De Auschwitz a Buenos Aires: migración, antisemitismo y supervivencia
Cuando llegó el momento de la liberación del campo, la Cruz Roja Internacional intervino registrando los datos que cada persona podía aportar. Así, los sobrevivientes comenzaron a recuperar o reconstruir su identidad. Al ser rescatado, el mayor deseo de Levi era reencontrarse con su tío, quien había huido del antisemitismo antes de la invasión alemana. Por eso viajó a Uruguay. Esto nos lleva a preguntarnos: ¿por qué primero viajó a Uruguay si su tío vivía en la Argentina? La respuesta está en las formas del antisemitismo en nuestro país.

Aunque suele imaginarse a la Argentina como un país abierto a la inmigración, a partir de 1919 comenzaron a establecerse criterios que restringían el ingreso según el origen étnico o la “utilidad” del migrante. Inspirado en discursos médicos y en la experiencia estadounidense, comenzó a imponerse una visión racializada de la inmigración, privilegiando a quienes se vinculaban con el trabajo agrícola y excluyendo a aquellos relacionados con lo urbano o el comercio. Los judíos, en particular los rusos, fueron mal vistos por su asociación con el socialismo y la revolución. Esto llevó a que, en los años treinta, se rechazara el ingreso de muchos judíos polacos que huían de la persecución, por no cumplir con los requisitos profesionales exigidos.

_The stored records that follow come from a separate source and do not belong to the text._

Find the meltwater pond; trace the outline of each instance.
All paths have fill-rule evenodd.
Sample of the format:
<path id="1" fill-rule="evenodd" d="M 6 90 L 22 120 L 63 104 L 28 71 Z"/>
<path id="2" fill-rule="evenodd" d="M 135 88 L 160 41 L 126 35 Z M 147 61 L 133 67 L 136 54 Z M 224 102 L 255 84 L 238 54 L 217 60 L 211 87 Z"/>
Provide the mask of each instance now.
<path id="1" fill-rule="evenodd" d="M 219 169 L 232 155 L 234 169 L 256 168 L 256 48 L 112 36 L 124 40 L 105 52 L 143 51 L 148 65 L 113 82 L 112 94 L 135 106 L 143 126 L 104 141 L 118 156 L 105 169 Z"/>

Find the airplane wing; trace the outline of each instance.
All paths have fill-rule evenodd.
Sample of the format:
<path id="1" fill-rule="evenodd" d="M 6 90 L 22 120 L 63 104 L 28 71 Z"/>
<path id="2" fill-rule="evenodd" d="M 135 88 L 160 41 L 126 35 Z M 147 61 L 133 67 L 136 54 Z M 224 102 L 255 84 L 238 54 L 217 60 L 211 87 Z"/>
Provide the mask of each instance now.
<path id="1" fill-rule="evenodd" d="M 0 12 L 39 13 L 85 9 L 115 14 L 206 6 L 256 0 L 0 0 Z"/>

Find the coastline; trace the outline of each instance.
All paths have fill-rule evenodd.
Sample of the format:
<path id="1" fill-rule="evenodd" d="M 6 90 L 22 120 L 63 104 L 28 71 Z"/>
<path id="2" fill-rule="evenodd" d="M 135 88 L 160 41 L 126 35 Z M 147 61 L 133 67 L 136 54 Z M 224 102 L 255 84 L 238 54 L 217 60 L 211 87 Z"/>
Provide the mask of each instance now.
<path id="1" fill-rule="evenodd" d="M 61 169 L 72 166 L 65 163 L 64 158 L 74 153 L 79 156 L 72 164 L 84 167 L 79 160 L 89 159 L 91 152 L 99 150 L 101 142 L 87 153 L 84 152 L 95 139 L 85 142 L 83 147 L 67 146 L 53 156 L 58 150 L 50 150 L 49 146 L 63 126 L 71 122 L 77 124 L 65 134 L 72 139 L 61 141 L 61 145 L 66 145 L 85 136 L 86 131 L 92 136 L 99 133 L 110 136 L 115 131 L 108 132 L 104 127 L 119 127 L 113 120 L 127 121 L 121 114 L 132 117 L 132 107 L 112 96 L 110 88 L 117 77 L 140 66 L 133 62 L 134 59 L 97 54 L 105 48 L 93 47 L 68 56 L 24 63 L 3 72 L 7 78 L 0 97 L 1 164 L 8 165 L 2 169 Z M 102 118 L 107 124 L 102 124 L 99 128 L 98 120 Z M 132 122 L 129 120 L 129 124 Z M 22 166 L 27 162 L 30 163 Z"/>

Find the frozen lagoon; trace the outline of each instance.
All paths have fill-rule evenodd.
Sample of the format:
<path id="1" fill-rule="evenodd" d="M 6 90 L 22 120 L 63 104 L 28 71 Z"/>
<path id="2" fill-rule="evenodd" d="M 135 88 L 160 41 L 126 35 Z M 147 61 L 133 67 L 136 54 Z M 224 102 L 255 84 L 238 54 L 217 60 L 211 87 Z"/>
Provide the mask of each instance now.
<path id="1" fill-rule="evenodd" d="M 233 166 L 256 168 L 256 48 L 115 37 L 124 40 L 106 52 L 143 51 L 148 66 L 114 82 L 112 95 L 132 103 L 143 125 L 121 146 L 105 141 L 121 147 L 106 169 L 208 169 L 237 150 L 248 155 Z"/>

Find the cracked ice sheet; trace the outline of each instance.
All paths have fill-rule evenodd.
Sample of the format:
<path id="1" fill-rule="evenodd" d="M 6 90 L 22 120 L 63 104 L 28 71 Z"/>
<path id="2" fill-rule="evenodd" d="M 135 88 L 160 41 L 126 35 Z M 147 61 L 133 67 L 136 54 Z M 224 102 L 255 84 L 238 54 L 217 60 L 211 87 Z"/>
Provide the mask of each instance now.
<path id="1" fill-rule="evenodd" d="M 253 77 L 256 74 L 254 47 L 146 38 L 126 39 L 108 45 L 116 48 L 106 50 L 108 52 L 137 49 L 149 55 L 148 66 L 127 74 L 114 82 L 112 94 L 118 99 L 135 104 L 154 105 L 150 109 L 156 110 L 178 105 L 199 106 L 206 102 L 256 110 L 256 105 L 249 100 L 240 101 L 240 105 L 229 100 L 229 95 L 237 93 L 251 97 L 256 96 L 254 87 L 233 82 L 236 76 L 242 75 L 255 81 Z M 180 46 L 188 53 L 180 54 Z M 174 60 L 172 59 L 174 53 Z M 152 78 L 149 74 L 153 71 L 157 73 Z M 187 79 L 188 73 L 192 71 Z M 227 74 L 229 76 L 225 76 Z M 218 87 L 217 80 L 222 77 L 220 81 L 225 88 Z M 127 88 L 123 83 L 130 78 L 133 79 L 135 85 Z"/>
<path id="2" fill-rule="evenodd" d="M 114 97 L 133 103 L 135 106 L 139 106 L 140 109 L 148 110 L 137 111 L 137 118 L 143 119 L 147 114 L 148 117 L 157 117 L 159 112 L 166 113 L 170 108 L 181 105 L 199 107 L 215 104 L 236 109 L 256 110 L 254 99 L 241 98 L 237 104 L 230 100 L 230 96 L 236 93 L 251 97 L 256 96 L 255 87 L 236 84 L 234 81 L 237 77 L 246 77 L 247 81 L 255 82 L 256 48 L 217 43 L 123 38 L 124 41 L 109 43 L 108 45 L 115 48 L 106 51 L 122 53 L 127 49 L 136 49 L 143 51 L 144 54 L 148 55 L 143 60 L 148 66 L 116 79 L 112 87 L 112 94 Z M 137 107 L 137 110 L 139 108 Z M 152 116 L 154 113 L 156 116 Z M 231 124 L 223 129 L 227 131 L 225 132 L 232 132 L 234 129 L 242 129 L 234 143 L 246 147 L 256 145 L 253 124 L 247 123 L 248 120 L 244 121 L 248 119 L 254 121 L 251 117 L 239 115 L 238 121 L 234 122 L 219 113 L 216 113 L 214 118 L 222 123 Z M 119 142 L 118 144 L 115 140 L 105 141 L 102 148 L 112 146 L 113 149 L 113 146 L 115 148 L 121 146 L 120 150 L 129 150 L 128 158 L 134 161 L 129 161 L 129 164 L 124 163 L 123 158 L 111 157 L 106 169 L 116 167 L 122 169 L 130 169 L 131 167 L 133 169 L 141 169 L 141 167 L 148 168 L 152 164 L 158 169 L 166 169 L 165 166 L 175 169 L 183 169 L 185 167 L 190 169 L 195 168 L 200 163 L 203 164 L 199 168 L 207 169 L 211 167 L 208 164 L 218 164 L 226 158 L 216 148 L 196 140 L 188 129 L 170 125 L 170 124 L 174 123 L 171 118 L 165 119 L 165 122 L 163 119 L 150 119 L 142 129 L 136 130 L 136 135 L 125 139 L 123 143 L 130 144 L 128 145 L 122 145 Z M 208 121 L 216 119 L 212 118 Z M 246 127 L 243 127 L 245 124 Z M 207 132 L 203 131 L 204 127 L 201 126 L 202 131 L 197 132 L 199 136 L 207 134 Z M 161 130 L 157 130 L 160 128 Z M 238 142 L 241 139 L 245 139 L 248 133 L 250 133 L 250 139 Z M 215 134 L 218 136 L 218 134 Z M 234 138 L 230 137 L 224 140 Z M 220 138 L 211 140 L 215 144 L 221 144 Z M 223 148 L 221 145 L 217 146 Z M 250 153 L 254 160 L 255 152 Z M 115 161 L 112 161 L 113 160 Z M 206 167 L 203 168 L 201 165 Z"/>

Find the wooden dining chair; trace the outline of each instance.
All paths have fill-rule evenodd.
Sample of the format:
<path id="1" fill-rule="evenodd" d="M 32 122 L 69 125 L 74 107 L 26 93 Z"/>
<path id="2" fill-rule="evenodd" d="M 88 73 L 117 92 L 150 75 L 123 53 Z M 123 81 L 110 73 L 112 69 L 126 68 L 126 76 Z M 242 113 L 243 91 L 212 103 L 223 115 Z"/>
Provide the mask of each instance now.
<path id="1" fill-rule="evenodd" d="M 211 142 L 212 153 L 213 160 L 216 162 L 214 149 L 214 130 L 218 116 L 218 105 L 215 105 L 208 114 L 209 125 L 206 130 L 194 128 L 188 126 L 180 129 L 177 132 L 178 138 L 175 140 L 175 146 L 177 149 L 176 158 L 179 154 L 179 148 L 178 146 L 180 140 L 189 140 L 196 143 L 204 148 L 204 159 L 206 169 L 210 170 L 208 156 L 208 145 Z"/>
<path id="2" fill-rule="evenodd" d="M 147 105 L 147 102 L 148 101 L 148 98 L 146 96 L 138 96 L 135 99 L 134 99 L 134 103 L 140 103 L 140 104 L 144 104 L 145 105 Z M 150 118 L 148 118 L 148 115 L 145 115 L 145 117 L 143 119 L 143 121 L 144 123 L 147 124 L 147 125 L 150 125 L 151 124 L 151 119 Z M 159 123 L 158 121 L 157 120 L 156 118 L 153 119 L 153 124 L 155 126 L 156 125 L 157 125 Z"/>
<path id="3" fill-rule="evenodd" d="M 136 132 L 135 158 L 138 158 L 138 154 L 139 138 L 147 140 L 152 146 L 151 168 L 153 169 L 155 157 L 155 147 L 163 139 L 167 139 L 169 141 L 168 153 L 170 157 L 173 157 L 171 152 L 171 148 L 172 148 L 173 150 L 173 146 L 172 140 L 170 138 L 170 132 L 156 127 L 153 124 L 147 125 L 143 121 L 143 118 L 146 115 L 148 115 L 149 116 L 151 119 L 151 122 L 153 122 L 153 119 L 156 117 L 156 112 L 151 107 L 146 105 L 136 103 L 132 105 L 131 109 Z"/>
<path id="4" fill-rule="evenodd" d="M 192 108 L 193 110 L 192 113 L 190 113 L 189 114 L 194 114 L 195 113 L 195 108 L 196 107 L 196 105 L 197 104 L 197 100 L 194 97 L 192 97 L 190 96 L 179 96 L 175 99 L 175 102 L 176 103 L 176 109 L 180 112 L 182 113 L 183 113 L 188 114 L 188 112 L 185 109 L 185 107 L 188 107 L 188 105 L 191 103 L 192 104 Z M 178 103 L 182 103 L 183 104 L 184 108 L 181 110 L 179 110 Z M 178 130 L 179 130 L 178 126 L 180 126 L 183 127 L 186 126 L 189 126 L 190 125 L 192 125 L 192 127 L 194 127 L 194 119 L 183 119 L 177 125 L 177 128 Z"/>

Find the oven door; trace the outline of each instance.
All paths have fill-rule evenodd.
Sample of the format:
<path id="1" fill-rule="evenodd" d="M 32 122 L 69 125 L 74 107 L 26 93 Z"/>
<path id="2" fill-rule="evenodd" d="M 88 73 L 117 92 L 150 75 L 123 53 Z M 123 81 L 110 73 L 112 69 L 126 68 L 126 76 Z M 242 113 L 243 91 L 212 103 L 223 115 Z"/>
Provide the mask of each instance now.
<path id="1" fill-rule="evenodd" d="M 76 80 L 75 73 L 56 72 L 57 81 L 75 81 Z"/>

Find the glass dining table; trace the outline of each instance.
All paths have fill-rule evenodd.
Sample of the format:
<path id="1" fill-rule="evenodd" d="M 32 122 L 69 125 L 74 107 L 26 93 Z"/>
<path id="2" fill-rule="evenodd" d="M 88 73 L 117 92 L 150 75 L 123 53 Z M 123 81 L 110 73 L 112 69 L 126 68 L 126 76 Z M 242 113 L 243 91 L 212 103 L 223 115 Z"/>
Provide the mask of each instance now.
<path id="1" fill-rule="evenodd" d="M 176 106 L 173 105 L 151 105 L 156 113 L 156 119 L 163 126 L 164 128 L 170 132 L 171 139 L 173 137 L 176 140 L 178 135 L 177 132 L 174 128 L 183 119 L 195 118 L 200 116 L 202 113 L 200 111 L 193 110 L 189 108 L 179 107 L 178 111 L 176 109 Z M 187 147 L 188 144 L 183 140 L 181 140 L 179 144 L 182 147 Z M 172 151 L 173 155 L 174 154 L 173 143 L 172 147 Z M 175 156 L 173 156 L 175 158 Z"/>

Aun así, tanto Levi como su abuelo Shlomo lograron sortear obstáculos, reencontrarse y construir, con gran esfuerzo, una nueva familia en Buenos Aires.
Nos preguntamos: ¿por qué algunas personas se salvaron y otras no? ¿Fue el destino, el azar? ¿Qué hizo que Levi lograra sobrevivir a esa sucesión de horrores? Como decíamos al comienzo: somos los que quedamos. Los restos de una tragedia. Aquellos que, con enorme resistencia, logramos sobrevivir.